2025-08-10 03:49:18 +00:00 · 2023-06-07 04:38:36 -07:00 · 2023-06-07 04:38:36 -07:00 · c84d4d165d
commit c84d4d165d
parent c607551baf
6 changed files with 35 additions and 24 deletions
--- a/Lib/test/test_tokenize.py
+++ b/Lib/test/test_tokenize.py
@ -3,7 +3,8 @@ from test.support import os_helper
 from tokenize import (tokenize, untokenize, NUMBER, NAME, OP,
                     STRING, ENDMARKER, ENCODING, tok_name, detect_encoding,
                     open as tokenize_open, Untokenizer, generate_tokens,
-                     NEWLINE, _generate_tokens_from_c_tokenizer, DEDENT, TokenInfo)
+                     NEWLINE, _generate_tokens_from_c_tokenizer, DEDENT, TokenInfo,
+                     TokenError)
 from io import BytesIO, StringIO
 import unittest
 from textwrap import dedent
@ -286,7 +287,7 @@ def k(x):
        for lit in INVALID_UNDERSCORE_LITERALS:
            try:
                number_token(lit)
-            except SyntaxError:
+            except TokenError:
                continue
            self.assertNotEqual(number_token(lit), lit)

@ -1379,7 +1380,7 @@ class TestDetectEncoding(TestCase):
                self.assertEqual(found, "iso-8859-1")

    def test_syntaxerror_latin1(self):
-        # Issue 14629: need to raise SyntaxError if the first
+        # Issue 14629: need to raise TokenError if the first
        # line(s) have non-UTF-8 characters
        lines = (
            b'print("\xdf")', # Latin-1: LATIN SMALL LETTER SHARP S
@ -2754,7 +2755,7 @@ async def f():
            "]",
        ]:
            with self.subTest(case=case):
-                self.assertRaises(SyntaxError, get_tokens, case)
+                self.assertRaises(TokenError, get_tokens, case)

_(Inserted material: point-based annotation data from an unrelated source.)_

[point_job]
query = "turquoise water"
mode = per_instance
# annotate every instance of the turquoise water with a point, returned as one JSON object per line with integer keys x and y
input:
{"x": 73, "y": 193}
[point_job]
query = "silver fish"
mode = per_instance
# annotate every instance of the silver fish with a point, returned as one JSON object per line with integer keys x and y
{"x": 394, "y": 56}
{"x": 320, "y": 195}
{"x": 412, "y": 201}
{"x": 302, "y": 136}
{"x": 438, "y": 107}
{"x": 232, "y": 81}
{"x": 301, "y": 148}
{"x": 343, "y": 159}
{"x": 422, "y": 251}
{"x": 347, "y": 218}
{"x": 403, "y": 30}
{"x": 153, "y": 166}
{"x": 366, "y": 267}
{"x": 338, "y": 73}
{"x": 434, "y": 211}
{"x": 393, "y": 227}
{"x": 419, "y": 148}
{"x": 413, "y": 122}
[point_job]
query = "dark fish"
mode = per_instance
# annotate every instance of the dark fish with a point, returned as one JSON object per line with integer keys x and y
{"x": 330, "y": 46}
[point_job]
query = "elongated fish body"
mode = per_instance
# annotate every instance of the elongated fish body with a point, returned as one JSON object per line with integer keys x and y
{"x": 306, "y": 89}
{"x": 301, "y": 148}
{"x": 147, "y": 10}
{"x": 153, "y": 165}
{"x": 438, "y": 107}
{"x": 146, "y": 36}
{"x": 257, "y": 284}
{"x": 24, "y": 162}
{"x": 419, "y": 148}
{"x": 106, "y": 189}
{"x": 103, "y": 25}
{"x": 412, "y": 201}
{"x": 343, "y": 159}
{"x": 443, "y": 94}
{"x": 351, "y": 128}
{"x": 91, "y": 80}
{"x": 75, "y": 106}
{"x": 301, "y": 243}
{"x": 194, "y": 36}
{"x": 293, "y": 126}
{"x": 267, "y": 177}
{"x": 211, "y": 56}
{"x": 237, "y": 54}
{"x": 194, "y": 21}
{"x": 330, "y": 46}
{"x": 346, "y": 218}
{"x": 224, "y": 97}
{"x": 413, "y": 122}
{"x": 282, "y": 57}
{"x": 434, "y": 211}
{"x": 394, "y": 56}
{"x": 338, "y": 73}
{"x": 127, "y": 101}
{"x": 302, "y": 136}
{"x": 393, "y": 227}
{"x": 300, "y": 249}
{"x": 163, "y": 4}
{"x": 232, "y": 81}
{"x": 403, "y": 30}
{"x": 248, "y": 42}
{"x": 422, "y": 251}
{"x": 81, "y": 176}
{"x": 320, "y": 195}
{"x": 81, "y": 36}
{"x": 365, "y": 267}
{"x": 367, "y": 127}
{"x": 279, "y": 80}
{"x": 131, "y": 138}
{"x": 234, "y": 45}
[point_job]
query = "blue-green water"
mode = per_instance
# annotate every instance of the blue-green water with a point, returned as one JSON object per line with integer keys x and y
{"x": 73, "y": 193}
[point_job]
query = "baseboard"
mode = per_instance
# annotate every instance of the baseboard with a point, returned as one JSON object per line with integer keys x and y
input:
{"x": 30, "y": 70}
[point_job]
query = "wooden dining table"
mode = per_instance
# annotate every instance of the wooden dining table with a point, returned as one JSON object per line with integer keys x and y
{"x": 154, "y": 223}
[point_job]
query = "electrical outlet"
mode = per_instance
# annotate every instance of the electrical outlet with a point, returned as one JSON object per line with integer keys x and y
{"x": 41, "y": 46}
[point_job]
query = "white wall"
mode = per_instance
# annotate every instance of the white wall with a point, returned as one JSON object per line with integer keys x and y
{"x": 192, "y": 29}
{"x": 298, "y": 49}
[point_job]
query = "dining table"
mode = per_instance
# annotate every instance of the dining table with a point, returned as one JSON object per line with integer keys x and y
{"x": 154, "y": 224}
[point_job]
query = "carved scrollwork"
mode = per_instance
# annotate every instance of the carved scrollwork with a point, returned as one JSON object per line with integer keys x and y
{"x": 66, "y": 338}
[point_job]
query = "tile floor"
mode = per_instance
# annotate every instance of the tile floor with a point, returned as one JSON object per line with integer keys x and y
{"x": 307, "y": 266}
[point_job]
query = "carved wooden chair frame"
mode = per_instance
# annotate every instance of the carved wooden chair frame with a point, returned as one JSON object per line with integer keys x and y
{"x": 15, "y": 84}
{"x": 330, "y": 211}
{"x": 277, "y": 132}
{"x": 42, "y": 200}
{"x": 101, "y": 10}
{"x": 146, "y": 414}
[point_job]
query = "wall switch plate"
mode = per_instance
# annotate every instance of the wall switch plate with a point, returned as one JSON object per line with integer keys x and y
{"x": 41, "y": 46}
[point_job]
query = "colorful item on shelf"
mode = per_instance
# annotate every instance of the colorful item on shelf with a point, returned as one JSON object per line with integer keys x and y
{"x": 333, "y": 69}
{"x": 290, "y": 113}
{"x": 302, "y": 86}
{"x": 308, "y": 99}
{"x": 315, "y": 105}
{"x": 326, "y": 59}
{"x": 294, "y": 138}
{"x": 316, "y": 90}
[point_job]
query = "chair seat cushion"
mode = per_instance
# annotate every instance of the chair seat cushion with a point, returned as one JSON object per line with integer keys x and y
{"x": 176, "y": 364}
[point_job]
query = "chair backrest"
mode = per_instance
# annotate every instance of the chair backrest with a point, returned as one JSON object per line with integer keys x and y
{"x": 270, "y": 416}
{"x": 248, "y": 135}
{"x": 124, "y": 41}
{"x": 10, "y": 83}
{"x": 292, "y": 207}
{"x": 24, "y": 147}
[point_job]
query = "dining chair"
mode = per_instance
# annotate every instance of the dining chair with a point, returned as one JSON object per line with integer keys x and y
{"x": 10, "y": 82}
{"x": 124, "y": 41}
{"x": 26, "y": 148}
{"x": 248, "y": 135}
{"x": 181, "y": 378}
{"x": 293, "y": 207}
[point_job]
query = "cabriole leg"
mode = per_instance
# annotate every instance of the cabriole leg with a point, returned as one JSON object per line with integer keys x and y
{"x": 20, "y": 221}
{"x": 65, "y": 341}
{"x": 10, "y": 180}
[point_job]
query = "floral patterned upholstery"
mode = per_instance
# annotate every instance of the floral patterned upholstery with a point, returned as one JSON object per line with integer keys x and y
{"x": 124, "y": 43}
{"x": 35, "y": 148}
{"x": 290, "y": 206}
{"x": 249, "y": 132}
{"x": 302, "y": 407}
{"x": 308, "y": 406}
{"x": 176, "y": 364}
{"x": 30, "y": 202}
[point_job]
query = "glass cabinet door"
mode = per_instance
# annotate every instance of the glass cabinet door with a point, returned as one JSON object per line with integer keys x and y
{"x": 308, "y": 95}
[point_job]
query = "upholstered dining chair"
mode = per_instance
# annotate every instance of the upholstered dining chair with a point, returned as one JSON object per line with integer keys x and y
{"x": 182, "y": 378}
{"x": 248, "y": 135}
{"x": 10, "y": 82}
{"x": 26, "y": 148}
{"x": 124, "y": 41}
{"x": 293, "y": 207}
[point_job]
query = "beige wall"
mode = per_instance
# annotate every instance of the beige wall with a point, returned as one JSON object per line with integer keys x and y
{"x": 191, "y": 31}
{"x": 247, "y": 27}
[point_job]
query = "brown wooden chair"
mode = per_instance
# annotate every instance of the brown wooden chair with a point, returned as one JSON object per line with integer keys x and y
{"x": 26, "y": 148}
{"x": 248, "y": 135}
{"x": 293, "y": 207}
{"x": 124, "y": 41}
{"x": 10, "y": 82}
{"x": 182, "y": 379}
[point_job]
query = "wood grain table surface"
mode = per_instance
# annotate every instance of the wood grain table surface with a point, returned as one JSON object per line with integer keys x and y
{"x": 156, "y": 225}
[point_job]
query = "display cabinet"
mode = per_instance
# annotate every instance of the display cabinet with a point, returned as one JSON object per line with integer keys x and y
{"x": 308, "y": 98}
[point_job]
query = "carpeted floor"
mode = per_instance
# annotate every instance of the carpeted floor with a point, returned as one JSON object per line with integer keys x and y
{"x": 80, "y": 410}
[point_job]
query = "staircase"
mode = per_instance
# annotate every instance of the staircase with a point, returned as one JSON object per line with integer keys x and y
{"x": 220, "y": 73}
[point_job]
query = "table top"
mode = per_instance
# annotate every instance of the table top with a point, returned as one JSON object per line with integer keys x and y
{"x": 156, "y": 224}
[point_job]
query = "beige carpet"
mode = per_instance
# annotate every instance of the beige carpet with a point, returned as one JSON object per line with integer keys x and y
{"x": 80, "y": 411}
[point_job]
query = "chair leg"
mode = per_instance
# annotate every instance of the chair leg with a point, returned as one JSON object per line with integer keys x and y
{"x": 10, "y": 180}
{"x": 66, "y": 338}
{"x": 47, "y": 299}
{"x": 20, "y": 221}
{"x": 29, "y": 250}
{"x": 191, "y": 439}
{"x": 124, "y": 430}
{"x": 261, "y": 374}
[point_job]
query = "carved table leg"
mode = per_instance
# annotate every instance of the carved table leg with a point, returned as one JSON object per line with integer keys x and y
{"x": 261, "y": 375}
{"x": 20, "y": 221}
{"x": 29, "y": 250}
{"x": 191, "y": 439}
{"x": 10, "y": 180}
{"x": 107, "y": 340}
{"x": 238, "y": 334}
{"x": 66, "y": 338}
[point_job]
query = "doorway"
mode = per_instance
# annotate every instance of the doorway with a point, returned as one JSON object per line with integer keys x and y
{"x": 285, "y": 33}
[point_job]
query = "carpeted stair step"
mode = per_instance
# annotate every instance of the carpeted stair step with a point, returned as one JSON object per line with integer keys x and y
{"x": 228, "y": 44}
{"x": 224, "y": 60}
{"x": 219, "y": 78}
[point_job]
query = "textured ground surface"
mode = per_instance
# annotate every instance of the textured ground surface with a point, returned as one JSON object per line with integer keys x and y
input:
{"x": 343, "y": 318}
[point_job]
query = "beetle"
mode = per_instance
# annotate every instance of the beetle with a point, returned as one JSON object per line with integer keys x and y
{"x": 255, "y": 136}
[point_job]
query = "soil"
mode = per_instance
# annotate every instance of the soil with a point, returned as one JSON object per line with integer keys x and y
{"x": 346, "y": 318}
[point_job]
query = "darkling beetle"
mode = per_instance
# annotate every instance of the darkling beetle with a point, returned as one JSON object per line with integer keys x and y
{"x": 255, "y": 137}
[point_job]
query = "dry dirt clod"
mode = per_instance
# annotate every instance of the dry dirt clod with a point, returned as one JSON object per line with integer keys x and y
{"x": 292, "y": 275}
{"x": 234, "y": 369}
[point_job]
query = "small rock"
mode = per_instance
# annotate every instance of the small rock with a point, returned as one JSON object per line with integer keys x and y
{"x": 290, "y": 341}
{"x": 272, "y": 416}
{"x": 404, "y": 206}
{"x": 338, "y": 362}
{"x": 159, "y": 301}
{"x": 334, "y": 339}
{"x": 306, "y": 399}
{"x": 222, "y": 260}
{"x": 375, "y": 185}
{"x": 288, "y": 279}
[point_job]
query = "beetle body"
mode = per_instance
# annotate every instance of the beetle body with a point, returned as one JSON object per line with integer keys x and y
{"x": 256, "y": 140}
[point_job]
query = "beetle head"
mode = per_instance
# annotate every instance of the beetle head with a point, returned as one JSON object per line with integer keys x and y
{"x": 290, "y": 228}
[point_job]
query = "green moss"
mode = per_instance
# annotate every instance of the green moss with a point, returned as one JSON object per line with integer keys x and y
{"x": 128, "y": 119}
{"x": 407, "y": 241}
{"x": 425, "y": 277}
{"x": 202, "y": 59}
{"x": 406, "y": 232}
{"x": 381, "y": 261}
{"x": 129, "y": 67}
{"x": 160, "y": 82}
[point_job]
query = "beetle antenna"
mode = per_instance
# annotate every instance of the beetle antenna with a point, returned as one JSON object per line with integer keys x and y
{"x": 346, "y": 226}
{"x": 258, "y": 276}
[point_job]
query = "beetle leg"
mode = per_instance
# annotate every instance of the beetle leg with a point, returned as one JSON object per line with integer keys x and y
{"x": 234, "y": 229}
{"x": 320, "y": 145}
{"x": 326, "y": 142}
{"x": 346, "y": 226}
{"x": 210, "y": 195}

    def test_max_indent(self):
        MAXINDENT = 100
@ -2773,7 +2774,7 @@ async def f():

        invalid = generate_source(MAXINDENT)
        the_input = StringIO(invalid)
-        self.assertRaises(SyntaxError, lambda: list(_generate_tokens_from_c_tokenizer(the_input.readline)))
+        self.assertRaises(IndentationError, lambda: list(_generate_tokens_from_c_tokenizer(the_input.readline)))
        self.assertRaises(
            IndentationError, compile, invalid, "<string>", "exec"
        )